The truth arrived in a room that smelled faintly of antiseptic and quiet resignation.
Aurelia sat across from the doctor, her hands folded neatly on her lap.
She noticed how calm she felt, how strange that calmness was.
The doctor spoke slowly, choosing words meant to soften something that could not be softened.
The illness had progressed further than expected.
Treatment could ease the pain, but it would not save her.
Even with intervention, time was no longer generous.
"One month," the doctor said gently.
The words hovered in the air, heavy and final.
Aurelia nodded once.
She did not cry.
She did not ask why.
She only asked one question.
"Will it be painful?"
The doctor hesitated.
"We'll do everything we can to make you comfortable."
That was answer enough.
She walked out of the hospital alone.
The sun was setting, painting the sky in soft hues of gold and fading blue.
People passed by her, laughing, rushing, living.
Aurelia moved through them like a ghost.
One month.
She counted the days in her head, not with fear, but with quiet organization.
Enough time to prepare.
Not enough time to be missed.
She decided then.
Kaelric would not know.
Not because she was afraid of his reaction, but because she refused to let her final days be filled with his guilt.
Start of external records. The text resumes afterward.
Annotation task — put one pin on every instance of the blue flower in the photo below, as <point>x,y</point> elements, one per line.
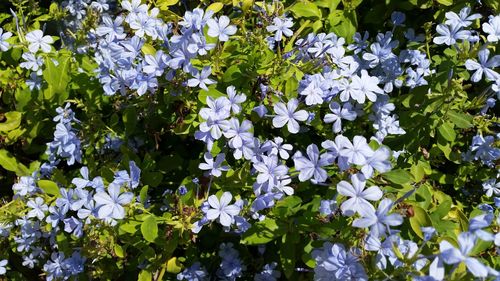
<point>270,169</point>
<point>214,168</point>
<point>130,180</point>
<point>193,273</point>
<point>398,18</point>
<point>220,28</point>
<point>281,26</point>
<point>379,221</point>
<point>450,34</point>
<point>37,41</point>
<point>201,78</point>
<point>221,210</point>
<point>311,166</point>
<point>492,28</point>
<point>3,265</point>
<point>4,45</point>
<point>38,208</point>
<point>268,273</point>
<point>338,113</point>
<point>452,255</point>
<point>111,203</point>
<point>359,197</point>
<point>288,115</point>
<point>463,19</point>
<point>333,262</point>
<point>25,186</point>
<point>485,66</point>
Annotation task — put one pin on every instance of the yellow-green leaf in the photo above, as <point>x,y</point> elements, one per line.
<point>49,187</point>
<point>217,6</point>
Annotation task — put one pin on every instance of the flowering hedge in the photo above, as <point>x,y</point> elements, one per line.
<point>249,140</point>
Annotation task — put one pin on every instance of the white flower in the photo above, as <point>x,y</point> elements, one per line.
<point>221,209</point>
<point>281,27</point>
<point>215,168</point>
<point>365,86</point>
<point>111,203</point>
<point>286,114</point>
<point>358,201</point>
<point>4,45</point>
<point>220,29</point>
<point>492,27</point>
<point>38,41</point>
<point>235,99</point>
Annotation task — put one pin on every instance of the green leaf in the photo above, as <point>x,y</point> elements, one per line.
<point>447,132</point>
<point>420,218</point>
<point>351,4</point>
<point>398,176</point>
<point>462,121</point>
<point>119,252</point>
<point>263,232</point>
<point>13,121</point>
<point>306,10</point>
<point>10,163</point>
<point>149,228</point>
<point>49,187</point>
<point>57,77</point>
<point>287,254</point>
<point>330,4</point>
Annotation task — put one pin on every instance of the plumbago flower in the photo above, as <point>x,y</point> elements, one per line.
<point>450,34</point>
<point>311,166</point>
<point>379,221</point>
<point>287,115</point>
<point>37,41</point>
<point>214,168</point>
<point>110,204</point>
<point>221,210</point>
<point>452,255</point>
<point>492,28</point>
<point>280,27</point>
<point>358,196</point>
<point>221,28</point>
<point>4,45</point>
<point>338,113</point>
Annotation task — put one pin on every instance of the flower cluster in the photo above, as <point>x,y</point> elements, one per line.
<point>66,144</point>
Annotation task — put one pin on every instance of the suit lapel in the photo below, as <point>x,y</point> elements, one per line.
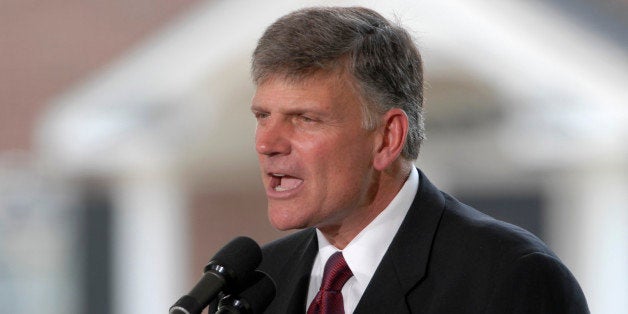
<point>406,260</point>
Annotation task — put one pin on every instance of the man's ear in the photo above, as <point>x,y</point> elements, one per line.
<point>392,133</point>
She had endured enough cruelty.
She would not ask for tenderness now, when it came too late.
At home, Kaelric barely noticed her return.
"You're back early," he remarked, eyes on his phone.
"Yes," she replied.
He glanced at her briefly, then frowned.
"You look pale."
"I'm tired."
He nodded, uninterested, and walked past her.
That night, Aurelia packed a small box. Letters she never sent.
Photos no one else cared about.
Things that proved she had existed.
She placed it neatly at the back of the closet.
When I'm gone, she thought,
let this be the only evidence.
As days passed, Kaelric grew sharper.
He stayed out longer.
His words cut deeper. It was as if he sensed something slipping from his control and responded with cruelty.
One evening, during an argument that started over nothing, he said, "Stop acting like you're already dead."
The words struck her like a blade.
Aurelia stared at him, lips trembling, but she said nothing.
If only you knew, she thought.
Instead, she bowed her head and walked away.
That night, she wrote in her journal.
Aurelia:
One month is a strange amount of time.
Too short to fix a broken marriage.
Too long to pretend I am not dying.
I will leave this world the same way I lived in this house.
Quietly.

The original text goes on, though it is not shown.